Architecture arises from the need to create a climate to maintain our body temperature at 37°C, raising roofs and walls to shelter from the cold or the heat of the sun. Originally, the city invented itself as an granary to store and protect grain. The first architectures reflected the available human energy. The fear of stagnant air generated the great domes of the Renaissance to ventilate the miasmas. The global epidemic of cholera which began in 1816 committed the great urban transformation of the 19th century. The use of white lime which runs throughout modernity is above all hygienic. More recently, oil has made it possible to develop cities in the desert ... and today CO2 rebuilds the architectural discipline on itself.

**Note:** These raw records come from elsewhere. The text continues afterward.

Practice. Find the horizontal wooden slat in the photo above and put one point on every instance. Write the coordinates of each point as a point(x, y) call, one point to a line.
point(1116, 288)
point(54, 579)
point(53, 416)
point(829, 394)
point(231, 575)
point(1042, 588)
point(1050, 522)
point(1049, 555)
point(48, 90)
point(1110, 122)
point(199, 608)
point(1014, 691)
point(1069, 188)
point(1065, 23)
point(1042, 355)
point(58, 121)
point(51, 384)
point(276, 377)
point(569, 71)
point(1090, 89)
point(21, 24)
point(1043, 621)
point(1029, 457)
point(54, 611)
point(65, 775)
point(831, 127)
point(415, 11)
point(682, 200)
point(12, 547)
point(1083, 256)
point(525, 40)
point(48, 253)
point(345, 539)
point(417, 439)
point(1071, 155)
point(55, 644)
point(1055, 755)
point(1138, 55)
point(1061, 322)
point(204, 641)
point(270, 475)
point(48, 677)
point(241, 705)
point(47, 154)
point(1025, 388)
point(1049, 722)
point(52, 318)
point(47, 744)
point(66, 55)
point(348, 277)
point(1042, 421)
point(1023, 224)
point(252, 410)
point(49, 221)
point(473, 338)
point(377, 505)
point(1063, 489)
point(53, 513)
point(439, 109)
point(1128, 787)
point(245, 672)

The exhibition offers a triple chronological route: an unprecedented history of architecture and cities based on natural, energetic or health causes, the evolution of construction materials but also evolution, through scaling objects, energies and lighting techniques. This new approach, which one could qualify as objective, brings the eras together and forges unexpected links. The secular whiteness of the roofs of Shibām in Yemen resonates with the project of modernity, the invention of the decorative arts with the current thermal curtains, the domes with the ventilation of the HBMs ... The whole brings out the real foundations of forms, materials and the necessary arrangements for living, storing, refreshing, protecting, ventilating, treating ...

The exhibition and the accompanying book shed light on the natural, physical, biological or climatic conditions, from prehistory to the present day, in order to understand how to face the major environmental challenges of our century and build better tomorrow in the face of climate change. climate emergency and new health challenges.